Hwang, Kim & Park (2021) - Quantized Weight Transfer Method Using Spike-Timing-Dependent Plasticity for Hardware Spiking Neural Network

29 Dec 2021

1. Why am I reading about this topic?
2. Motivation
3. Main Contribution
4. Methods
5. Results
6. Final Thoughts

The paper can be found here.

Why am I reading about this topic?

I was curious to learn about how to convert a trained ANN to SNN. This approach is often mentioned in papers as an offline learning technique in which the synaptic weights are adjusted (well, surprise :D ) offline usually with gradient descent then transferred to the SNN. I started looking up how this is exactly accomplished with the goal of answering these questions:

Is there a consensus on how to carry out the ANN to SNN conversion? is it a solved problem (the conversion I mean)?
If so, what is the mathematical basis for this conversion?
How to set the neuron’s threshold? more generally what happens to all these SNN parameters that do not have an ANN counterpart? are they trained? inferred? manually set?

Motivation

The goal of this paper is to create a hardware-based SNN used as an “inference system”. Here, the authors do not care about training or coming up with an online method but are solely focused on how to precisely map the offline-trained weights to what they call “synaptic devices” (i.e memristors).

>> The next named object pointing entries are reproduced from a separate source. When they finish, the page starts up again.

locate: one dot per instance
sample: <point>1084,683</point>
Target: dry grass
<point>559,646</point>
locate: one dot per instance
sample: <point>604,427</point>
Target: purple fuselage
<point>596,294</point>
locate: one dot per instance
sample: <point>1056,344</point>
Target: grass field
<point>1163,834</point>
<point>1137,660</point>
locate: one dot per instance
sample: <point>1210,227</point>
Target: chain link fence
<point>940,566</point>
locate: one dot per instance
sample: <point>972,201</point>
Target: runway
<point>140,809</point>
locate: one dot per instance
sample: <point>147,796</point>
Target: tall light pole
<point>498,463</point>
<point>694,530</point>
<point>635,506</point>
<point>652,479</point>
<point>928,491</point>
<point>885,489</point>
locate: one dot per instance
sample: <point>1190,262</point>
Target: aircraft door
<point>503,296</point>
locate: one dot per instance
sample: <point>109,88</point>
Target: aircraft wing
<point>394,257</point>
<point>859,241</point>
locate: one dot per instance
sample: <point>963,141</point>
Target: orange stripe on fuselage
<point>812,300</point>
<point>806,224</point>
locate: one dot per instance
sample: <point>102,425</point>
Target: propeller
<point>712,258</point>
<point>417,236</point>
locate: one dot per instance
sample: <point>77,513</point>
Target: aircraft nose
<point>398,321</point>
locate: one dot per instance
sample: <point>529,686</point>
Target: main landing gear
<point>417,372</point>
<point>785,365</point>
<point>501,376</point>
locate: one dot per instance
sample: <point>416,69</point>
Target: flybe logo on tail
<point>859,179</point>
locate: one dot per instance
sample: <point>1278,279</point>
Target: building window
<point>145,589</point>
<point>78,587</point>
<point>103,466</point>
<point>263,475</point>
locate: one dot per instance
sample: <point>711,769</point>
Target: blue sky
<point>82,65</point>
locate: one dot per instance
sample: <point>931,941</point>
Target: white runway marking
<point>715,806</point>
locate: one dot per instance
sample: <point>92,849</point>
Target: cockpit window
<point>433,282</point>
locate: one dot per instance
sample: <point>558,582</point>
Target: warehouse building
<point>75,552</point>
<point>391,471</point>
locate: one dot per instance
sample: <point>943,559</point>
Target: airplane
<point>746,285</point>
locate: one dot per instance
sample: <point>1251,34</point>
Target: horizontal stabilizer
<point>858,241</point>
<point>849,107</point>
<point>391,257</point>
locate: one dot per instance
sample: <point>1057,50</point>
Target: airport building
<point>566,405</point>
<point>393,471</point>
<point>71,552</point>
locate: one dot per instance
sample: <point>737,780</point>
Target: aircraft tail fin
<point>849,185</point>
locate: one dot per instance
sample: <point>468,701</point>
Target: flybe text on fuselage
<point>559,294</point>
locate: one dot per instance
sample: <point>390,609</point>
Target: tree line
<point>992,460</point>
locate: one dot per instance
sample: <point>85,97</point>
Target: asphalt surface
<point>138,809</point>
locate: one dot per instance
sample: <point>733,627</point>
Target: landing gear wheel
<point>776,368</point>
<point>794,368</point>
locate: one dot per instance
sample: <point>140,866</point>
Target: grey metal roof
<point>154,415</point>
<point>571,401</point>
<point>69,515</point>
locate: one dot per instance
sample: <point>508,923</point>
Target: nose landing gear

Interlude on memristors (from the paper)

These devices change the synaptic weight between 2 neurons by adjusting the device conductance which occurs via its program (PGM) and erase (ERS) states. Therefore, to map a weight onto the hardware, PGM/ERS pulses are applied once or several times to reach the target synaptic conductance of the device.

Back to the main work

So what are the challenged to perform the above-mentioned conversion:

Low weight bit precision: while training offline, we usually use a full 32-bit precision floating point numbers. The synaptic devices have access to only limited discrete levels of conductance.
Scalability: according to the authors, the mapping process is time-consuming and hence do not scale well as the size of the network (i.e weights) increases. As described earlier, mapping a single weight corresponds to applying one or more pulses to an individual synaptic device, therefore, if I understood correctly, it would take time to repeat this process manually for each synaptic device one by one.

Main Contribution

Using STDP (Spike-Timing-Dependent PLasticity) to transfer quantized, trained ANN-weights to SNN synaptic weights implemented with memristor devices. The efficacy of the method is demonstrated on the MINST dataset.

The novelty of their approach, again according to the authors, lies in the use of STDP to adjust the synaptic conductance to match a target quantized weight. Usually, STDP is used to train the SNN. Here, it is exploited to map the weights to the hardware.

Methods

How can we operate their synaptic transistor?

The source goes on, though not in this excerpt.